I certainly was expecting the invasion. The media had primed the populations of the West well after 9/11, we were in for "war without end". The nature of imperialism had changed, the new 'word' was 'neo-colonialism'. It had traits of the old colony based empires. Super exploitation of the working class from Paul Cockshott I learned that the average rate of exploitation in the west was 1:1 and in the third world it was 1:5. In other words the essence of imperialism was still in tact. New oligarchies had arisen and so had started the reign of gangsterism which obeyed the laws of capitalism with ruthless abandonment of the 'superstructure'. Short term gain became the overt role of finance capital with the goal of turning the indigenous population of the west, and the rest of the world into captive slaves. in other words reversing capitalism into a serf and slave society. This was called globalisation.

Previously the goal of short term gain had been fettered by the organised workers. It was hidden behind such things as bourgeois democracy,free education,the New Deal and the Welfare state which gave capitalism the veneer of respectability and even civilisation. The institutions used to prop up capitalism became potential assets for the oligarchs who vandalised increasingly their usefulness to society.
This attack on use value signaled a new epoch in which imperialism was being transformed into barbarism in the form of gangsterism.
Globalisation sought to transform nation states into a system of rival gangs, denuding nations of their distinctiveness by the policies of monetarism. It is only by subservience to monetarism were nations given any ''right to self determination"
The policies of monetarism were linked to US national security like a hand that steals and like the iron glove that covers it. Saddam was taken out to secure their finances, this are links to other consideration but that was the causa belli.

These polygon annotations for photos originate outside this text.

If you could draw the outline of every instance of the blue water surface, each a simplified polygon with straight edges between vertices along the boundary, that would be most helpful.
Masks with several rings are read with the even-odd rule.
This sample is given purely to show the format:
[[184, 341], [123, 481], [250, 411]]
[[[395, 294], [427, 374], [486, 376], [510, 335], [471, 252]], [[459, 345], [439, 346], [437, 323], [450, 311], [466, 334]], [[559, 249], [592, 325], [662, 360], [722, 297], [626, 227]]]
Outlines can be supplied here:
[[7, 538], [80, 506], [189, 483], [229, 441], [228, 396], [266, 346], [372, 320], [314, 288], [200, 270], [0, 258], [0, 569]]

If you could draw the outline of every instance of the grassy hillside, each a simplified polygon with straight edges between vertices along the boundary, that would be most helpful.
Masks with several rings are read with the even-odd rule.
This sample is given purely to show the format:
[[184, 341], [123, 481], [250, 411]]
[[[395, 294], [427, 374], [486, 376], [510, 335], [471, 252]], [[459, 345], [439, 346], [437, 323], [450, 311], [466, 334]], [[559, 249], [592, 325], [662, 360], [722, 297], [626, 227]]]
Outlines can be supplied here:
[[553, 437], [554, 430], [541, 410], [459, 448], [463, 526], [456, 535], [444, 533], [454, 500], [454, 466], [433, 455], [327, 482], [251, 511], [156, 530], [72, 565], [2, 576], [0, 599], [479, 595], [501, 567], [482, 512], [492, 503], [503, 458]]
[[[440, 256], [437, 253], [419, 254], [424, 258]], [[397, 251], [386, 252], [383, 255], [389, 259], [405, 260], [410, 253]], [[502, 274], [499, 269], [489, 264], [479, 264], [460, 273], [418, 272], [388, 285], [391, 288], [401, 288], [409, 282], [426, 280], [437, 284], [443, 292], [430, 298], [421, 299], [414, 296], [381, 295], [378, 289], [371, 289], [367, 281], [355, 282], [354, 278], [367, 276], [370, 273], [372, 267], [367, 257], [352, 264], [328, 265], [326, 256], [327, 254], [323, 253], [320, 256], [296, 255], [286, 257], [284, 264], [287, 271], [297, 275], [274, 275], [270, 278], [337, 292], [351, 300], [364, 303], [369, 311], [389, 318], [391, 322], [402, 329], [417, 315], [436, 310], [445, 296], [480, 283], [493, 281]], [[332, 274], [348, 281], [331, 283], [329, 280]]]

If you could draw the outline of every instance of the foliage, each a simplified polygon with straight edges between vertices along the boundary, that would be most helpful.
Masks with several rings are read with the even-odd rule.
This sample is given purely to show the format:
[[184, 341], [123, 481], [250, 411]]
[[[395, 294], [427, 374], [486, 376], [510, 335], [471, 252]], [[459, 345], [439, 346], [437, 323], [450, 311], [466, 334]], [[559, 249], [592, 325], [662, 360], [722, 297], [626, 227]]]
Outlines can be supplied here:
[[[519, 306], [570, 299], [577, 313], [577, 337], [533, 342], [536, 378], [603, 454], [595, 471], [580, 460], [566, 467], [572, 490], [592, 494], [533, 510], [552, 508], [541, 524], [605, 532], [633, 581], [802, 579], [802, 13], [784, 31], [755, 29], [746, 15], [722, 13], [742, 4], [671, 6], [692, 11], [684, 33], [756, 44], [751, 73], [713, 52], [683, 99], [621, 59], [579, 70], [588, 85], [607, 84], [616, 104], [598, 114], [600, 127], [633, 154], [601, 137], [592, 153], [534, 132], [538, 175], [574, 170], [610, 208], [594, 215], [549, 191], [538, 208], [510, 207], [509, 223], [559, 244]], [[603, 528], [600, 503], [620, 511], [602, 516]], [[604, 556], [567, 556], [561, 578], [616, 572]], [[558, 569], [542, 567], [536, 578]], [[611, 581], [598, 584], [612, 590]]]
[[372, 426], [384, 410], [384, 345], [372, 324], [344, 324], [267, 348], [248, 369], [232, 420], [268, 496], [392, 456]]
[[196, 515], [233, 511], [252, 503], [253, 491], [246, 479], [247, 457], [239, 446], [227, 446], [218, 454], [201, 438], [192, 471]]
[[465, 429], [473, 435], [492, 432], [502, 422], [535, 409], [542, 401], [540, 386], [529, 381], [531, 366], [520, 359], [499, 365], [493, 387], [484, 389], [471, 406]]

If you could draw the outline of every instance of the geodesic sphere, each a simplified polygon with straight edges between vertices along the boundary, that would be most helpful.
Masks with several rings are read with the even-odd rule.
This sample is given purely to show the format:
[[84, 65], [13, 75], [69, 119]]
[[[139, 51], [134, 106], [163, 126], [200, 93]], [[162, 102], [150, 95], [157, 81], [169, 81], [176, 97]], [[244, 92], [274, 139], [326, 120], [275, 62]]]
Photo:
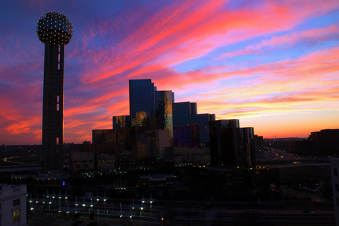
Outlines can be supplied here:
[[73, 36], [73, 25], [69, 18], [59, 12], [48, 12], [37, 20], [37, 35], [41, 42], [67, 44]]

Hillel makes a case for this being irrational. The underlying question is how much could Saddam be a threat to national security ie the policies of monetarism in the Middle East. The fact is that Sadam was setting a dangerous precedent. That was enough at the time. The belief was that knocking out the Saddam problem would bring stability to their monetary policies for the entire Middle East.

This belief has proved to be irrational and costly for them. They clearly did not do their homework and were warned by many inside their own community. However the ethos of both imperialism and finance capitalism was known by the former Trotskyists inside the ranks of the neo cons, either expand or contract, and they were right. in this sense the war was rational, perhaps even desperate.